Makna lain seni Aceh adalah dimanfaatkan sebagai salah satu bagian dari dimensi-dimensi agama. Ini dimungkinkan karena pesan-pesan dakwah juga dapat disampaikan lewat seni.
Banyak hal menarik kita jumpai dalam kesenian Aceh. Pertama, kesenian Aceh dilakonkan oleh banyak orang. Kecuali menyanyi yang dilakukan sendiri (solo). Rata – rata kesenian Aceh dilakukan banyak orang (group). Jika kita tilik lebih dalam maknanya, masyarakat Aceh adalah masyarakat yang menjunjung tinggi bentuk kerjasama tim. Tarian seudati, saman, laweut, rapai geleng, likok pulo dan lain-lain adalah bentuk-bentuk kesenian Aceh yang dilakukan secara berkelompok.Sedangkan dalam konteks filsafat, makna yang tersirat yakni masyarakat Aceh sejak dulu adalah masyarakat bersatu. Leluhur Bangsa Aceh sejak dahulu adalah kalangan yang menjunjung tinggi nilai-nilai persatuan. Dalam pergaulan dan tata kemasyarakatan akan terlihat sikap dan nilai-nilai persatuan. Kesatuan gerakan dan suara yang terlihat dalam penampilan seni Aceh, memberikan makna bahwa masyarakat Aceh sangat menjunjung tinggi niali-nilai ukhuwah dan persaudaraan.

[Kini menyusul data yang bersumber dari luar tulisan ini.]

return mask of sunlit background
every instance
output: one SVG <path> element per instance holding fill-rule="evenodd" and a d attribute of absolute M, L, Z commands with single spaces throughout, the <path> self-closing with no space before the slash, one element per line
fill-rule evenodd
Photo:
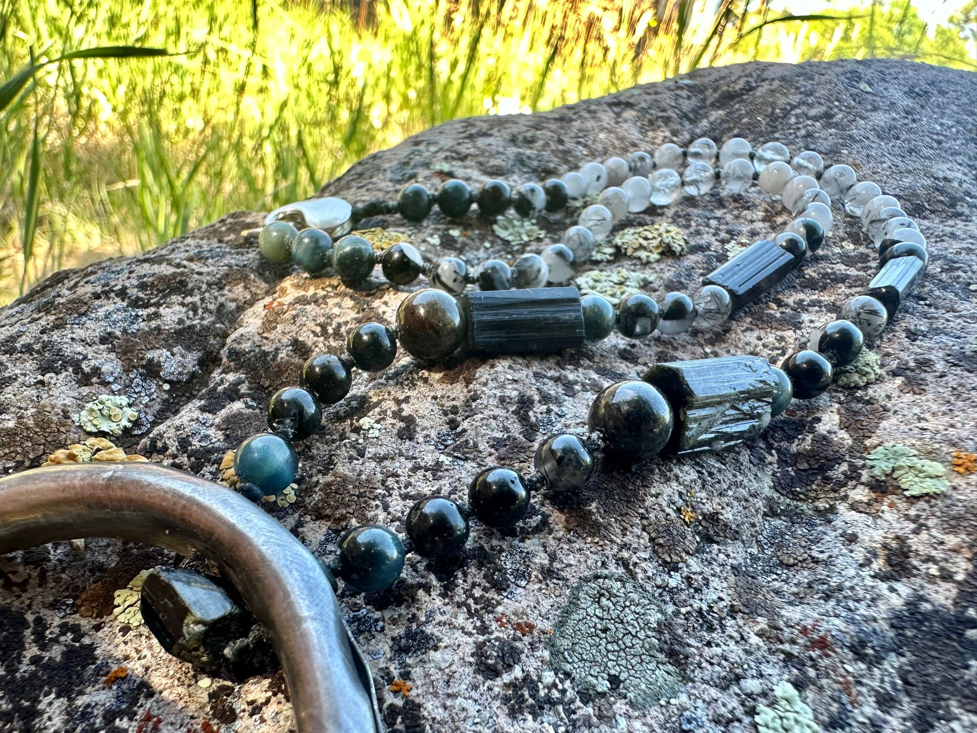
<path fill-rule="evenodd" d="M 0 110 L 0 304 L 453 117 L 754 59 L 977 69 L 977 0 L 0 0 L 0 82 L 109 45 L 174 55 L 50 64 Z"/>

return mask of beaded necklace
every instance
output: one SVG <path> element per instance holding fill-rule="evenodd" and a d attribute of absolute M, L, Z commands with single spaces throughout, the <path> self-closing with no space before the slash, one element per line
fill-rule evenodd
<path fill-rule="evenodd" d="M 773 239 L 754 242 L 707 275 L 691 296 L 669 292 L 656 302 L 637 293 L 615 308 L 600 295 L 581 297 L 575 287 L 566 285 L 574 268 L 629 213 L 653 204 L 667 206 L 683 194 L 702 195 L 717 182 L 732 194 L 745 192 L 755 182 L 795 218 Z M 586 203 L 592 196 L 596 201 L 582 206 L 577 223 L 560 242 L 539 254 L 523 254 L 512 265 L 487 260 L 473 272 L 456 257 L 426 266 L 408 242 L 394 244 L 377 258 L 369 241 L 348 234 L 362 219 L 378 214 L 400 213 L 408 221 L 421 221 L 435 204 L 450 218 L 465 216 L 473 204 L 487 216 L 503 214 L 511 206 L 519 216 L 533 218 L 572 201 Z M 298 470 L 291 441 L 315 433 L 320 406 L 349 393 L 354 368 L 380 371 L 389 366 L 398 343 L 414 358 L 431 362 L 459 348 L 488 355 L 560 351 L 606 338 L 615 328 L 628 338 L 643 338 L 656 329 L 672 335 L 694 324 L 716 327 L 823 244 L 833 226 L 832 202 L 861 220 L 863 232 L 878 249 L 880 269 L 865 290 L 841 305 L 836 320 L 811 334 L 806 349 L 786 357 L 780 367 L 754 356 L 656 364 L 640 380 L 606 387 L 590 406 L 588 435 L 559 433 L 543 440 L 535 452 L 533 475 L 490 466 L 472 480 L 467 511 L 440 496 L 411 507 L 404 523 L 408 549 L 435 559 L 460 551 L 471 515 L 488 527 L 504 528 L 526 514 L 533 490 L 543 485 L 558 492 L 578 490 L 593 479 L 597 452 L 630 462 L 659 453 L 721 450 L 756 436 L 791 399 L 821 395 L 833 370 L 851 364 L 867 341 L 880 336 L 918 283 L 928 259 L 926 240 L 896 198 L 883 194 L 874 183 L 859 182 L 850 166 L 826 168 L 813 151 L 791 158 L 780 143 L 754 151 L 743 138 L 722 148 L 707 138 L 685 149 L 667 143 L 654 155 L 636 151 L 627 160 L 588 162 L 560 179 L 523 184 L 515 192 L 502 181 L 488 181 L 475 194 L 452 179 L 436 194 L 409 185 L 396 203 L 353 206 L 326 197 L 276 209 L 259 235 L 262 253 L 273 262 L 292 260 L 313 275 L 331 265 L 354 286 L 379 262 L 395 285 L 425 274 L 435 287 L 407 294 L 395 327 L 363 323 L 350 333 L 345 356 L 322 354 L 306 362 L 301 386 L 271 398 L 271 432 L 251 436 L 234 453 L 237 489 L 256 501 L 286 489 Z M 334 237 L 339 237 L 335 242 Z M 470 284 L 478 290 L 466 292 Z M 328 565 L 330 581 L 335 584 L 338 577 L 361 592 L 382 590 L 400 577 L 404 556 L 404 542 L 391 530 L 361 525 L 342 537 L 338 557 Z"/>

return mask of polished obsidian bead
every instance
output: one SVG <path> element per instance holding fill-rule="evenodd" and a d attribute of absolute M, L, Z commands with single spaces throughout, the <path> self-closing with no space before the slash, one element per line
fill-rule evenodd
<path fill-rule="evenodd" d="M 350 334 L 346 351 L 363 371 L 380 371 L 394 363 L 397 339 L 383 323 L 363 323 Z"/>
<path fill-rule="evenodd" d="M 742 308 L 784 280 L 793 267 L 791 252 L 770 239 L 761 239 L 713 270 L 702 282 L 726 288 L 733 296 L 734 307 Z"/>
<path fill-rule="evenodd" d="M 361 593 L 389 588 L 404 570 L 404 543 L 378 524 L 354 527 L 339 540 L 336 576 Z"/>
<path fill-rule="evenodd" d="M 299 383 L 323 405 L 333 405 L 349 394 L 353 374 L 344 359 L 332 354 L 319 354 L 302 366 Z"/>
<path fill-rule="evenodd" d="M 319 430 L 321 420 L 319 401 L 301 387 L 279 389 L 268 401 L 268 427 L 287 440 L 305 440 Z"/>
<path fill-rule="evenodd" d="M 810 349 L 794 352 L 781 365 L 793 387 L 797 400 L 810 400 L 831 385 L 831 363 Z"/>
<path fill-rule="evenodd" d="M 664 396 L 651 384 L 618 382 L 594 398 L 587 425 L 600 433 L 609 453 L 634 459 L 658 455 L 671 436 L 674 416 Z"/>
<path fill-rule="evenodd" d="M 397 208 L 401 216 L 408 222 L 419 222 L 431 213 L 434 199 L 430 192 L 420 184 L 410 184 L 401 191 L 397 197 Z"/>
<path fill-rule="evenodd" d="M 647 336 L 661 318 L 658 304 L 644 293 L 634 293 L 617 304 L 617 330 L 628 338 Z"/>
<path fill-rule="evenodd" d="M 383 268 L 383 277 L 395 285 L 413 282 L 424 272 L 421 253 L 417 251 L 417 247 L 405 241 L 387 247 L 380 255 L 380 266 Z"/>
<path fill-rule="evenodd" d="M 547 179 L 543 183 L 543 194 L 546 194 L 547 211 L 559 211 L 570 200 L 570 195 L 567 194 L 567 184 L 559 178 Z"/>
<path fill-rule="evenodd" d="M 468 519 L 445 496 L 428 496 L 411 506 L 405 527 L 414 552 L 428 559 L 456 555 L 468 539 Z"/>
<path fill-rule="evenodd" d="M 342 237 L 332 250 L 332 267 L 349 285 L 358 285 L 366 280 L 375 263 L 373 245 L 356 235 Z"/>
<path fill-rule="evenodd" d="M 579 489 L 594 472 L 590 451 L 582 440 L 570 433 L 553 435 L 540 443 L 533 465 L 546 483 L 560 492 Z"/>
<path fill-rule="evenodd" d="M 295 449 L 280 435 L 252 435 L 234 451 L 234 475 L 240 481 L 257 484 L 266 496 L 295 481 L 298 468 Z"/>
<path fill-rule="evenodd" d="M 472 190 L 468 184 L 452 178 L 446 181 L 438 190 L 438 207 L 446 216 L 456 218 L 468 213 L 472 206 Z"/>
<path fill-rule="evenodd" d="M 583 343 L 583 309 L 575 287 L 473 291 L 461 298 L 473 351 L 562 351 Z"/>
<path fill-rule="evenodd" d="M 614 332 L 616 314 L 607 298 L 591 293 L 580 298 L 583 309 L 583 337 L 588 341 L 600 341 Z"/>
<path fill-rule="evenodd" d="M 464 337 L 464 314 L 444 290 L 412 292 L 397 309 L 397 338 L 416 359 L 444 359 L 461 346 Z"/>
<path fill-rule="evenodd" d="M 831 366 L 845 366 L 855 361 L 864 345 L 865 337 L 855 323 L 832 321 L 811 334 L 807 348 L 821 354 Z"/>
<path fill-rule="evenodd" d="M 522 519 L 530 508 L 530 490 L 518 471 L 494 466 L 472 479 L 468 503 L 487 527 L 508 527 Z"/>
<path fill-rule="evenodd" d="M 480 290 L 508 290 L 512 287 L 512 268 L 502 260 L 486 260 L 479 265 L 475 281 Z"/>
<path fill-rule="evenodd" d="M 486 181 L 479 191 L 479 211 L 486 216 L 498 216 L 512 203 L 512 189 L 503 181 Z"/>

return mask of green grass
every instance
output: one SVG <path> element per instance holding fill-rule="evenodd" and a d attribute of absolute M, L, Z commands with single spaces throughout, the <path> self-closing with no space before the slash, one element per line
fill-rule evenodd
<path fill-rule="evenodd" d="M 975 67 L 969 26 L 931 38 L 902 0 L 840 20 L 786 21 L 761 0 L 658 5 L 0 0 L 0 80 L 22 72 L 0 89 L 0 303 L 60 268 L 305 197 L 458 116 L 752 59 Z M 173 55 L 124 58 L 133 48 Z"/>

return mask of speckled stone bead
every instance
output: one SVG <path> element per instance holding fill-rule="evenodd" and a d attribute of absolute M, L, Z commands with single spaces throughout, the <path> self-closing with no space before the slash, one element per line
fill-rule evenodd
<path fill-rule="evenodd" d="M 781 365 L 793 386 L 797 400 L 810 400 L 831 385 L 831 364 L 816 351 L 804 349 L 794 352 Z"/>
<path fill-rule="evenodd" d="M 583 441 L 569 433 L 550 436 L 540 443 L 532 462 L 549 487 L 558 492 L 579 489 L 594 473 L 590 451 Z"/>
<path fill-rule="evenodd" d="M 319 430 L 321 420 L 319 401 L 301 387 L 279 389 L 268 401 L 268 427 L 286 440 L 305 440 Z"/>
<path fill-rule="evenodd" d="M 303 229 L 292 242 L 292 261 L 309 275 L 332 264 L 332 237 L 320 229 Z"/>
<path fill-rule="evenodd" d="M 502 466 L 486 468 L 468 487 L 468 503 L 487 527 L 514 525 L 530 508 L 530 490 L 518 471 Z"/>
<path fill-rule="evenodd" d="M 373 272 L 373 245 L 361 237 L 347 235 L 332 250 L 332 268 L 343 282 L 358 285 Z"/>
<path fill-rule="evenodd" d="M 614 332 L 616 314 L 607 298 L 591 293 L 580 298 L 583 309 L 583 334 L 588 341 L 600 341 Z"/>
<path fill-rule="evenodd" d="M 292 242 L 299 231 L 288 222 L 272 222 L 265 225 L 258 236 L 258 247 L 269 262 L 288 262 L 292 256 Z"/>
<path fill-rule="evenodd" d="M 298 468 L 295 449 L 279 435 L 252 435 L 234 452 L 234 475 L 257 485 L 266 496 L 286 489 Z"/>
<path fill-rule="evenodd" d="M 442 257 L 431 267 L 431 284 L 452 295 L 465 291 L 468 265 L 457 257 Z"/>
<path fill-rule="evenodd" d="M 336 577 L 361 593 L 386 590 L 404 570 L 404 543 L 378 524 L 354 527 L 339 540 Z"/>
<path fill-rule="evenodd" d="M 432 361 L 454 353 L 465 337 L 457 301 L 444 290 L 418 290 L 397 309 L 397 338 L 416 359 Z"/>
<path fill-rule="evenodd" d="M 383 277 L 395 285 L 406 285 L 424 272 L 424 260 L 417 247 L 405 241 L 387 247 L 380 255 Z"/>
<path fill-rule="evenodd" d="M 303 365 L 299 383 L 323 405 L 334 405 L 349 394 L 353 374 L 346 360 L 319 354 Z"/>
<path fill-rule="evenodd" d="M 617 330 L 628 338 L 641 338 L 658 327 L 658 304 L 644 293 L 634 293 L 617 304 Z"/>
<path fill-rule="evenodd" d="M 638 380 L 617 382 L 594 398 L 587 425 L 604 438 L 608 453 L 635 460 L 658 455 L 671 437 L 674 417 L 664 396 Z"/>
<path fill-rule="evenodd" d="M 405 186 L 397 197 L 397 208 L 408 222 L 423 221 L 433 204 L 431 193 L 420 184 Z"/>
<path fill-rule="evenodd" d="M 502 260 L 486 260 L 475 273 L 480 290 L 508 290 L 512 287 L 512 268 Z"/>
<path fill-rule="evenodd" d="M 486 216 L 498 216 L 512 203 L 512 189 L 504 181 L 486 181 L 479 190 L 479 211 Z"/>
<path fill-rule="evenodd" d="M 429 560 L 457 555 L 468 541 L 468 519 L 446 496 L 427 496 L 414 503 L 404 528 L 413 551 Z"/>
<path fill-rule="evenodd" d="M 472 207 L 472 190 L 464 181 L 452 178 L 438 190 L 438 208 L 446 216 L 457 218 L 468 213 Z"/>
<path fill-rule="evenodd" d="M 362 323 L 350 333 L 346 351 L 363 371 L 380 371 L 394 363 L 397 339 L 383 323 Z"/>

Dalam seni kelompok seni Aceh selalu dipimpin oleh seorang syekh. Syekh adalah orang yang memimpin atau yang mengarahkan gerakan-gerakan atau syair-syair . Dalam Seudati, Laweut, Rapai, Rukoen, Likok pilo, maka syekh dikenal sebagai orang yang mengarahkan gerakan tarian dan lirik. Dalam hal ini, maka kepiawaian seorang syekh akan sangat menentukan kesuksesan tim seni secara keseluruhan. Semua anggota tim seni selalu tunduk dan mengikuti gerakan dan syair yang dipimpin syekh.
Dilihat dari sudut pandang social budaya, hal di atas menunjukkan bahwa masyarakat Aceh adalah tipikal masyarakat yang taat kepada pemimpin atau wali. Semua yang dilakukan atau yang diucapkan oleh seorang pemimpin kepada masyarakatnya, maka akan diikuti oleh rakyat atau komunitas yang dipimpinnya. Menilik beberapa literatur sejarah Aceh, pemimpin adalah ulama atau umara. Jadi bukan sekedar pemimpin formal, tapi juga pemimpin informal.
Melihat gerak dalam kesenian Aceh, kita akan mengambil simpulan, bahwa itu gerakan yang penuh semangat dan heroik. Di beberapa kesenian Aceh, dapat dijumpai gerakan yang dilakukan dimulai dengan gerakan yang lembut dan lambat. Gerakan ini sedikit demi sedikit akan terus dipercepat disesuaikan dengan waktu yang ada hingga akhirnya cepat dan akan berhenti. Sikap kepahlawanan ini muncul seiring dengan timbulnya semangat perjuangan rakyat Aceh dulu di saat berperang pada masa penjajahan. (baca : kaphe).
Paparan di atas, membawa kita pada pemahaman bahwa cara berkesenian orang Aceh, bukanlah sekedar memuja keindahan demi menjadi hiburan yang popular nan mencengangkan. Tapi, sarat dengan nilai social budaya yang bertumpu pada religiusitas yang ranum. Keranuman yang menyebarkan pendar kecirikhasan Aceh yang identik dengan Islam. Kesenian Aceh terus bertumbuh dengan muatan local genius yang tak tergoyahkan. Apakah ia akan terus tumpuh tanpa pemeliharaan yang dilakukan generasi masa kini? Tentu tidak. Karena social budaya yang tangguh, selalu butuh perjuangan, kerja keras dan doa, bukan jatuh tiba – tiba dari langit. Pun menjadi tanggung jawab bukan saja kaum Adam, juga kaum Hawa. Tabik.